The latest outing by our Austin Symphony Orchestra featured the violinist Elisabeth Kufferath. It was an inspired choice to celebrate the music of Albert Dietrich (1829-1908), a little-known German composer whose main claim to fame was his relationship with Robert Schumann and Johannes Brahms.
Compositions by all three were included in the concert, an all-German celebration dubbed by the Symphony as an Oktoberfest of Sound. Despite his rather obscure celebrity, Dietrich’s Violin Concerto in D Minor (Opus 30, first performed in 1874) was the star of the show.
Any violinist would find this a challenging piece but Kufferath is actually the world expert on it for two reasons. First, her great-grandfather was the cellist in Dietrich’s orchestra. Second, she has made the only commercial recording of this violin concerto (you can hear it on YouTube). Kufferath is professor of violin at the Hochschule for Music, Theatre and Media, in Hannover, Germany.
In three movements, it begins with a deeply expressive passage, which signals to the audience at once this is no ordinary violin concerto. It is redolent of the tenderest pathos – projecting a Romantic strain directly from the thoughts evoked when one reads Novalis: “The new world is born of pain, and in tears the ashes are dissolved into a drink of eternal life.” A solo violin passage here allows Kufferath to establish her own transcendent path forward to conclude the allegro. This work by Dietrich is one of the finest compositions ever written as a vehicle to develop the ideals of Romanticism that are latent in a violin.
In the second movement, the pathos of the first is (unexpectedly) ratcheted up a notch to a heart-breaking solemnity. The achingly beautiful melody is developed almost entirely by the violin, with the orchestra offering little more than a background for it. It closes with an ineffable quality rarely achieved by any composer. The third movement is in a much lighter vein than the first two. It achieves a delicacy in the melody that moves it along at a jaunty pace to a final ending.
The concert opened with the Overture to Schumann’s only attempt to create a German Romantic opera. It was named Genoveva (Op. 81), and dates from 1848. The premiere was a bit of a flop, closing after just 3 performances. While the opera is not so great, the Overture is am eminently earnest piece, punctuated by heraldic sounds from the brass section. The melody becomes ever more urgent as it ends on a rousing, triumphant note. Really very fine.
The concert concluded with Symphony No. 1 (Op. 68) by Brahms. The first movement exudes a strident attitude from the outset, clearly presaging this is no mean musical outing. Brahms is making a statement here that the traditional classical symphonic form (outdated when this symphony was premiered in 1876) is not only very much alive, but ready to be revered above all Romantic-style newcomers.

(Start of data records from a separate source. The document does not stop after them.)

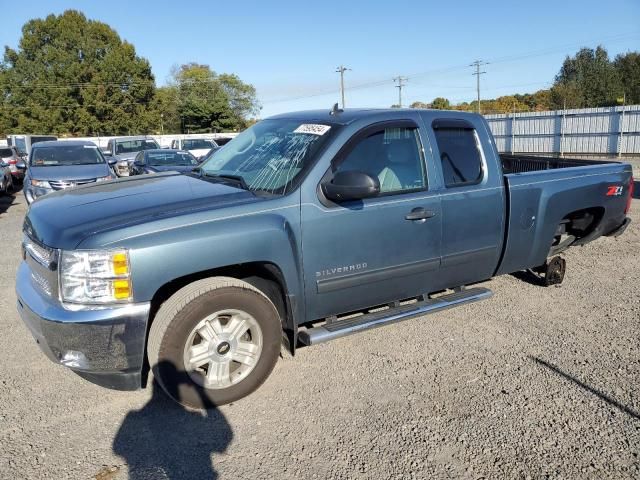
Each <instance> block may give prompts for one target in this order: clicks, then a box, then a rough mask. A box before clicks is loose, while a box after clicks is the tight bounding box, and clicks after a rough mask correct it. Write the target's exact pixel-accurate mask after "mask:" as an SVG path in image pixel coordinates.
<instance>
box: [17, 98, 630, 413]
mask: <svg viewBox="0 0 640 480" xmlns="http://www.w3.org/2000/svg"><path fill="white" fill-rule="evenodd" d="M632 188H633V179H632V173H631V166H630V165H628V164H624V163H616V162H605V161H588V160H568V159H552V158H538V157H518V156H503V157H501V156H500V155H499V154H498V151H497V150H496V146H495V143H494V140H493V138H492V136H491V133H490V131H489V128H488V126H487V123H486V122H485V120H484V119H483V118H482V117H481V116H479V115H474V114H468V113H461V112H447V111H430V110H402V109H394V110H346V111H342V110H338V109H337V108H334V109H333V110H327V111H309V112H299V113H291V114H285V115H279V116H275V117H272V118H269V119H267V120H264V121H261V122H259V123H257V124H256V125H254V126H253V127H251V128H250V129H248V130H246V131H245V132H243V133H242V134H240V135H238V137H236V138H235V139H234V140H232V141H231V142H230V143H229V144H228V145H227V146H225V148H224V149H222V150H220V151H219V152H218V153H217V154H216V155H214V156H213V157H212V158H210V159H209V160H208V161H206V162H205V163H203V164H201V165H200V166H199V167H197V168H196V169H195V170H194V171H192V172H189V173H186V174H178V173H160V174H156V175H142V176H136V177H131V178H128V179H119V180H114V181H109V182H104V183H101V184H96V185H92V186H81V187H77V188H73V189H70V190H65V191H61V192H56V193H53V194H51V195H48V196H47V197H45V198H42V199H38V200H36V201H35V202H34V203H33V204H32V205H31V207H30V209H29V212H28V214H27V215H26V218H25V221H24V237H23V238H24V240H23V257H24V261H23V262H22V263H21V265H20V267H19V270H18V274H17V297H18V310H19V312H20V315H21V316H22V318H23V320H24V321H25V323H26V324H27V325H28V326H29V328H30V330H31V332H32V334H33V335H34V337H35V338H36V340H37V342H38V344H39V345H40V347H41V348H42V350H43V351H44V352H45V354H46V355H47V356H48V357H49V358H51V359H52V360H53V361H54V362H57V363H60V364H62V365H65V366H67V367H69V368H70V369H72V370H73V371H75V372H76V373H78V374H79V375H80V376H82V377H84V378H86V379H88V380H90V381H92V382H94V383H97V384H99V385H103V386H105V387H110V388H115V389H121V390H130V389H137V388H140V387H141V386H143V385H145V384H146V381H147V376H148V373H149V371H152V372H153V375H154V377H155V378H156V379H157V381H158V382H159V383H160V385H161V386H162V387H163V388H164V389H165V390H166V391H167V393H168V394H169V395H170V396H171V397H172V398H174V399H175V400H176V401H178V402H180V403H182V404H184V405H187V406H189V407H195V408H198V407H202V406H206V405H212V404H213V405H220V404H224V403H228V402H231V401H234V400H237V399H239V398H241V397H243V396H245V395H248V394H249V393H251V392H252V391H254V390H255V389H256V388H258V386H259V385H261V384H262V383H263V382H264V381H265V379H266V378H267V376H268V375H269V374H270V372H271V370H272V369H273V367H274V365H275V363H276V361H277V359H278V357H279V355H280V354H281V348H283V346H284V348H288V349H289V350H290V351H291V353H294V352H295V349H296V348H299V347H301V346H309V345H315V344H317V343H319V342H324V341H329V340H333V339H336V338H339V337H342V336H345V335H348V334H352V333H355V332H360V331H363V330H366V329H369V328H373V327H379V326H383V325H388V324H390V323H394V322H398V321H400V320H404V319H407V318H411V317H416V316H421V315H425V314H428V313H431V312H437V311H440V310H443V309H446V308H451V307H455V306H458V305H463V304H466V303H469V302H474V301H478V300H482V299H486V298H488V297H489V296H490V295H491V291H490V290H488V289H487V288H486V287H484V286H478V285H474V284H477V283H478V282H480V281H482V280H487V279H490V278H491V277H493V276H496V275H502V274H506V273H510V272H516V271H521V270H531V271H533V272H536V273H535V274H536V275H538V276H539V278H540V282H541V283H543V284H546V285H550V284H554V283H559V282H561V281H562V279H563V277H564V272H565V262H564V260H563V259H562V257H561V256H560V255H559V254H561V253H562V251H563V250H565V249H567V248H569V247H572V246H576V245H583V244H585V243H587V242H590V241H592V240H595V239H597V238H598V237H600V236H602V235H607V236H617V235H620V234H621V233H622V232H623V231H624V230H625V228H626V227H627V225H628V224H629V219H628V217H627V215H626V214H627V212H628V210H629V206H630V203H631V198H632V192H631V190H632ZM396 328H398V327H396Z"/></svg>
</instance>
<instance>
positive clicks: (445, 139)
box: [434, 127, 482, 187]
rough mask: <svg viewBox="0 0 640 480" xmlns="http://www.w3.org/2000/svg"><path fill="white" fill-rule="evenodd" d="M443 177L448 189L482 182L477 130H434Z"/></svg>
mask: <svg viewBox="0 0 640 480" xmlns="http://www.w3.org/2000/svg"><path fill="white" fill-rule="evenodd" d="M434 132H435V134H436V141H437V142H438V150H439V151H440V161H441V162H442V175H443V177H444V183H445V185H446V186H447V187H456V186H460V185H468V184H473V183H478V182H480V180H482V156H481V154H480V146H479V145H478V141H477V136H476V134H475V130H473V129H470V128H449V127H445V128H437V129H435V130H434Z"/></svg>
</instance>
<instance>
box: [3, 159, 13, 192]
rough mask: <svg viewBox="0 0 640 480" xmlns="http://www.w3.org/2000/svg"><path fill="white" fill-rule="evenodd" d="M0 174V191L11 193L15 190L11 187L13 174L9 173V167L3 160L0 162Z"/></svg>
mask: <svg viewBox="0 0 640 480" xmlns="http://www.w3.org/2000/svg"><path fill="white" fill-rule="evenodd" d="M0 174H1V175H2V180H0V192H2V194H3V195H6V194H8V193H9V192H11V193H13V191H14V190H15V189H14V187H13V175H11V168H9V164H8V163H5V162H0Z"/></svg>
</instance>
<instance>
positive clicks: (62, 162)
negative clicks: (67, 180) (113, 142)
mask: <svg viewBox="0 0 640 480" xmlns="http://www.w3.org/2000/svg"><path fill="white" fill-rule="evenodd" d="M97 163H104V159H103V157H102V154H101V153H100V152H99V150H98V147H96V146H95V145H70V146H66V145H65V146H58V147H35V148H34V149H33V151H32V152H31V165H33V166H37V167H48V166H56V165H95V164H97Z"/></svg>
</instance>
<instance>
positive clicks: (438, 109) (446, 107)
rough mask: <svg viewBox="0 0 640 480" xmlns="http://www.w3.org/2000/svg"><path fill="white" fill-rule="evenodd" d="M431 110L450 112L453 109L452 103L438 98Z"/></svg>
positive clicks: (440, 98)
mask: <svg viewBox="0 0 640 480" xmlns="http://www.w3.org/2000/svg"><path fill="white" fill-rule="evenodd" d="M431 108H433V109H435V110H449V109H451V103H450V102H449V100H447V99H446V98H442V97H437V98H434V99H433V102H431Z"/></svg>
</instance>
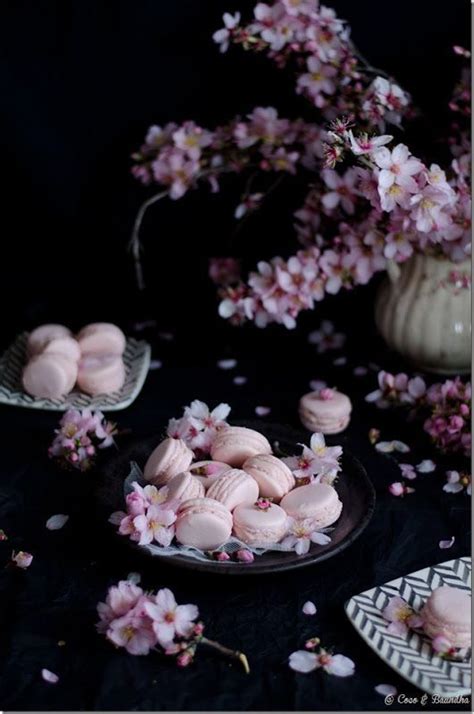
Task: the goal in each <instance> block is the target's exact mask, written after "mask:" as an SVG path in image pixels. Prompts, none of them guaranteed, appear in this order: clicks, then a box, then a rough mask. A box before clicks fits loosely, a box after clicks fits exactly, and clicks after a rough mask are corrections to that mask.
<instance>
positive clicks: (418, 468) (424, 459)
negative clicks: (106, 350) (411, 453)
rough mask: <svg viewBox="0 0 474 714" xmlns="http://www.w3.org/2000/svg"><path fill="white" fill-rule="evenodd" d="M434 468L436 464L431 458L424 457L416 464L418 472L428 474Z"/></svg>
mask: <svg viewBox="0 0 474 714" xmlns="http://www.w3.org/2000/svg"><path fill="white" fill-rule="evenodd" d="M435 469H436V464H435V462H434V461H431V459H424V460H423V461H421V462H420V463H419V464H417V465H416V470H417V471H418V473H420V474H429V473H431V472H432V471H434V470H435Z"/></svg>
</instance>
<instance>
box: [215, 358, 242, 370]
mask: <svg viewBox="0 0 474 714" xmlns="http://www.w3.org/2000/svg"><path fill="white" fill-rule="evenodd" d="M217 366H218V367H219V369H234V367H236V366H237V360H236V359H220V360H219V361H218V362H217Z"/></svg>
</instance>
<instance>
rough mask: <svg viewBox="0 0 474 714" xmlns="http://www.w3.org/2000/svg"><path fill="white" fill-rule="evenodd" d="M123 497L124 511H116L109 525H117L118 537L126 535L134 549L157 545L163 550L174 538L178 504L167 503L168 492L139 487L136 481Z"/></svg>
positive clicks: (149, 487) (168, 544)
mask: <svg viewBox="0 0 474 714" xmlns="http://www.w3.org/2000/svg"><path fill="white" fill-rule="evenodd" d="M132 489H133V490H132V491H131V492H130V493H128V494H127V496H126V497H125V503H126V508H127V511H126V513H124V512H122V511H116V512H115V513H113V514H112V516H111V517H110V521H111V522H112V523H114V524H115V525H118V527H119V528H118V532H119V533H120V535H126V536H128V537H129V538H130V540H133V541H135V542H136V543H138V545H149V544H150V543H158V545H161V546H163V547H167V546H169V545H170V544H171V541H172V540H173V538H174V522H175V521H176V507H177V505H178V503H175V502H172V501H167V498H168V488H167V486H163V487H162V488H160V489H159V490H158V489H157V488H156V486H151V485H148V486H144V487H143V486H140V484H138V483H137V482H136V481H135V482H134V483H133V484H132Z"/></svg>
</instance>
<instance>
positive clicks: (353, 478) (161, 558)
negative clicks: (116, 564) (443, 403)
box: [98, 422, 375, 575]
mask: <svg viewBox="0 0 474 714" xmlns="http://www.w3.org/2000/svg"><path fill="white" fill-rule="evenodd" d="M245 426H249V427H253V428H256V429H258V430H259V431H261V432H262V433H263V434H265V436H266V437H267V438H268V440H269V441H270V443H271V444H275V442H278V444H279V448H280V449H281V450H283V451H284V452H286V453H296V452H297V450H298V447H297V444H298V443H301V442H306V441H307V440H308V438H307V434H303V433H301V432H299V431H296V430H294V429H291V428H290V427H283V426H280V425H276V424H266V423H263V422H258V424H256V423H252V424H250V423H249V422H246V423H245ZM330 441H331V443H337V437H334V438H332V439H331V440H330ZM158 442H159V439H158V438H157V437H156V436H154V437H152V438H149V439H146V440H143V441H140V442H138V443H135V444H133V445H132V446H130V447H129V448H128V449H124V450H123V451H121V452H120V454H118V455H117V456H116V457H115V458H114V459H112V460H111V461H109V462H108V464H107V465H106V466H105V467H104V469H103V471H102V479H101V486H100V488H99V490H98V499H99V505H100V507H101V510H103V511H105V512H106V513H108V514H110V513H112V512H113V511H119V510H123V508H124V502H123V482H124V479H125V478H126V477H127V476H128V473H129V467H130V461H136V462H137V463H138V465H139V466H140V467H141V468H143V466H144V464H145V462H146V460H147V458H148V455H149V454H150V453H151V451H152V450H153V449H154V448H155V446H156V445H157V444H158ZM336 490H337V492H338V493H339V498H340V499H341V501H342V503H343V509H342V514H341V516H340V518H339V520H338V521H337V522H336V523H335V524H334V530H333V531H331V542H330V543H328V545H324V546H320V545H316V544H312V545H311V548H310V550H309V552H308V553H306V554H305V555H297V554H296V553H294V552H281V551H269V552H267V553H264V554H263V555H260V556H256V557H255V560H254V562H253V563H245V564H244V563H238V562H235V563H234V562H232V563H230V562H225V563H219V562H216V561H212V560H210V561H209V562H203V561H199V560H195V559H194V558H189V557H186V556H184V555H172V556H162V557H161V559H163V560H165V561H166V562H168V563H170V564H174V565H177V566H179V567H182V568H189V569H190V570H199V571H203V572H212V573H220V574H223V575H224V574H225V575H250V574H263V573H274V572H279V571H284V570H292V569H294V568H303V567H305V566H307V565H313V564H314V563H319V562H321V561H322V560H327V559H328V558H332V557H333V556H334V555H337V554H338V553H341V552H342V551H343V550H344V549H345V548H347V547H348V546H349V545H350V544H351V543H353V542H354V541H355V539H356V538H357V537H358V536H359V535H360V534H361V533H362V531H363V530H364V528H365V527H366V526H367V524H368V523H369V521H370V519H371V517H372V514H373V512H374V508H375V491H374V488H373V486H372V483H371V481H370V480H369V478H368V476H367V473H366V471H365V469H364V467H363V466H362V464H361V463H360V462H359V461H358V460H357V459H356V458H354V457H353V456H351V454H349V453H347V451H346V450H344V454H343V457H342V472H341V473H340V476H339V479H338V481H337V483H336ZM110 527H111V528H116V527H115V526H112V525H111V526H110ZM117 538H118V539H119V540H120V541H121V542H122V543H123V544H125V545H126V546H127V547H129V548H133V549H135V550H139V551H140V553H142V554H145V555H147V556H148V557H150V558H160V556H159V555H151V553H148V551H147V550H146V549H144V548H141V547H140V546H138V545H137V544H136V543H134V542H133V541H131V540H130V539H128V538H126V537H124V536H119V535H117Z"/></svg>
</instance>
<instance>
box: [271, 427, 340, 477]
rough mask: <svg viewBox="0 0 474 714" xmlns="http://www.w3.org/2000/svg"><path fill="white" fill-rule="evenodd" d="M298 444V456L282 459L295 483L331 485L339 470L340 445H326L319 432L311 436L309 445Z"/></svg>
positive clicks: (293, 456)
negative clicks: (298, 449) (292, 474)
mask: <svg viewBox="0 0 474 714" xmlns="http://www.w3.org/2000/svg"><path fill="white" fill-rule="evenodd" d="M299 446H301V447H302V452H301V454H300V456H288V457H284V458H283V459H282V461H283V462H284V463H285V464H286V465H287V466H288V468H289V469H290V471H291V472H292V473H293V476H294V477H295V479H296V480H297V483H298V484H299V485H300V486H301V485H303V484H307V483H327V484H329V485H332V484H333V483H334V481H335V480H336V477H337V474H338V473H339V471H340V470H341V465H340V463H339V459H340V458H341V456H342V446H326V441H325V438H324V434H320V433H315V434H313V435H312V436H311V439H310V445H309V447H308V446H306V445H305V444H299Z"/></svg>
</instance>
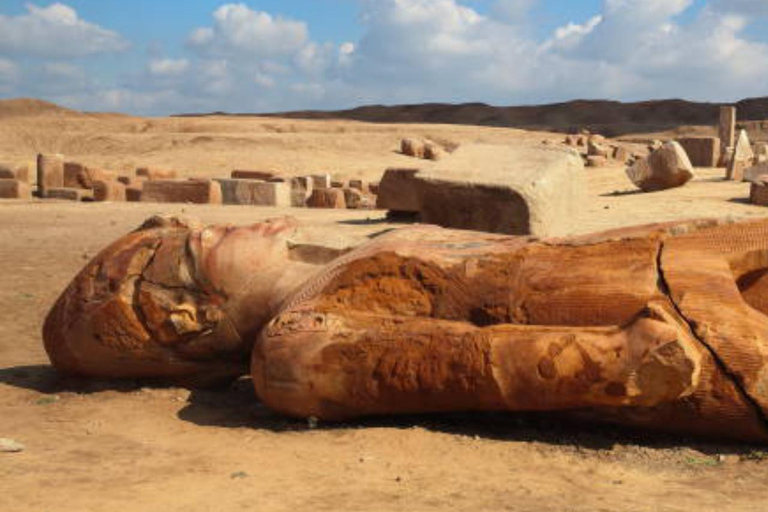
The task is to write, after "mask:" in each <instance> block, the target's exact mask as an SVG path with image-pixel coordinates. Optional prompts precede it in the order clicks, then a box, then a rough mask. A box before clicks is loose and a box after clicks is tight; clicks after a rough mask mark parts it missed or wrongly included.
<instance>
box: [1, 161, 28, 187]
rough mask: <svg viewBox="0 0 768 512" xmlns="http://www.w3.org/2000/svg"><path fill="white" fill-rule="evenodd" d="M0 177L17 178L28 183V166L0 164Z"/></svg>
mask: <svg viewBox="0 0 768 512" xmlns="http://www.w3.org/2000/svg"><path fill="white" fill-rule="evenodd" d="M0 179H3V180H18V181H23V182H24V183H29V167H27V166H26V165H18V166H13V165H5V164H0Z"/></svg>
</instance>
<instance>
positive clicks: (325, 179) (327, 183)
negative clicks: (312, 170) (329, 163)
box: [311, 174, 331, 188]
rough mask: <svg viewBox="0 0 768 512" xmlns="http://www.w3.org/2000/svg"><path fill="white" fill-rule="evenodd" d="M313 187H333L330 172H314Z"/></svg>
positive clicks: (312, 176) (311, 177)
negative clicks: (331, 181) (331, 186)
mask: <svg viewBox="0 0 768 512" xmlns="http://www.w3.org/2000/svg"><path fill="white" fill-rule="evenodd" d="M311 178H312V188H331V175H330V174H313V175H312V176H311Z"/></svg>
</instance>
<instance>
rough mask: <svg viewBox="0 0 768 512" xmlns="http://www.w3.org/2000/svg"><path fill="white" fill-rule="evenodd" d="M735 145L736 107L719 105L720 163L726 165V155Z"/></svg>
mask: <svg viewBox="0 0 768 512" xmlns="http://www.w3.org/2000/svg"><path fill="white" fill-rule="evenodd" d="M735 145H736V107H734V106H730V105H727V106H722V107H720V150H721V151H722V156H721V159H720V164H721V165H725V166H727V165H728V163H729V162H728V160H729V158H728V155H730V154H731V153H732V152H733V148H734V146H735Z"/></svg>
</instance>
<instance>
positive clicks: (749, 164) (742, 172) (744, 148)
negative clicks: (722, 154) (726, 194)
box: [725, 130, 755, 181]
mask: <svg viewBox="0 0 768 512" xmlns="http://www.w3.org/2000/svg"><path fill="white" fill-rule="evenodd" d="M754 158H755V153H754V152H753V151H752V145H751V144H750V142H749V136H748V135H747V131H746V130H741V131H739V138H738V140H737V141H736V146H735V147H734V149H733V155H732V156H731V159H730V162H729V163H728V171H727V173H726V176H725V177H726V179H728V180H733V181H742V180H744V171H745V170H746V169H747V168H748V167H750V166H751V165H752V160H753V159H754Z"/></svg>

The second movement is a light reprieve from the 1st, and could be used as a soundtrack to a film of the sunset over a sylvan landscape. Alas, the final two movements are somewhat meandering and slightly boring, but the Austin Symphony Orchestra, under the baton of Peter Bay, did their usual superb job with even less-than-stellar material.
Next up is Mendelssohn’s Violin Concerto in E minor, at the Long Centre, on Nov. 18 and 19.